There's a revolution underway in data science to effectively manage and derive value from the growing amount of data being generated in our world. We've been driving cars, using phones, and manufacturing product for decades. But now we have mobile phones pinging cell towers everywhere we go, sensors in industrial systems recording information every second, and our cars reporting data back to manufacturers via telematics. This modern Internet of Things (IoT) landscape is creating new sources of big data.
Marketing has certainly embraced and put millions into it, but Big Data is real and its value is not fully recognizable in its raw form. Once properly organized and managed, this raw data (potential value) can be used to provide vastly different insight into behaviors, trends, and exceptions (actual value).
The big data landscape is complicated, and changing quickly. The patterns and best practices for making sense of and deriving value from big data as part of a larger enterprise data strategy are in flux. One quickly evolving area is how to identify, organize, and manage the master data that is embedded inside of most big data sets. Understanding the interplay between master data and big data, and how to marry your big data with other enterprise data sources is key to converting it into a valuable information asset.
"Things" vs. "Activities"
At its simplest level, any question aimed at insight is some permutation of the generic question, "Which things are doing what activity?" For example:
- Which customers are buying?
- Which products are selling?
- Which oil wells are producing?
- Which clients are happy?
- Which pipelines are leaking?
To answer these questions, you have to first solve two interrelated problems. The first is to effectively comprehend and manage your understanding of things. Things include people, objects, places, businesses, etc. – in essence, your master data. The second is to capture and organize the activities of things so that insights can be derived. Activities can range from traditional sales transactions, the Internet of Things, social media posts, etc.
In the big data world, things and activities are often intermingled. The challenge is determining how to separate these two concepts, bring them under proper management, and then marry them back together.

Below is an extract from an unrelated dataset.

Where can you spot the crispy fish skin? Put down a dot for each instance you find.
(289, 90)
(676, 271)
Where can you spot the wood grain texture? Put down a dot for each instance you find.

“I’m OK, You’re OK”…The key difference between things and activities
There is one major difference between things and activities. While the number of things we need to understand and manage is significant and growing, it isn't growing at nearly the pace of activities. In fact, they are vastly different in terms of both growth and volume.
To illustrate this, we'll approximate the growth of Things (Master Data) and Activities (Big Data). We'll approximate the growth of things in the world using the growth of the world population from 2010 to 2020 (projected). We'll approximate the number of activities in the world with the estimated growth of global data storage over that same time period.
Getting a good understanding of things is not a "big data" problem. It is a data complexity problem –
something that modern MDM platforms are well suited to help solve. Analyzing activities, on the other hand, is your potential big data problem.
“Tying the knot” (two together)
Long before the "Big Data" and "Master Data" terms were coined, there were many evolutions in technology focused on gaining insight from data. These include early reporting solutions, more formalized decision support systems, the data warehouse, and more recently business intelligence solutions.
Today’s challenge is how to deal with the sheer volume of data, both structured and unstructured, and the complexity of connecting the dots between them. Sources of data have expanded beyond a traditionally small number of tightly controlled enterprise applications. They now include an increasing number of third party data sources: external lists, data services, social media, etc. Onboarding large amounts of data from disparate data sources is where big data platforms shine.
Embedded in each data set are things (master data) representing customers, product, places, and locations as well as activities (big data) depicting purchases, "likes", comments, and documents. Understanding this distinction is the first step towards leveraging these two complementary technologies as a part of larger enterprise data strategy.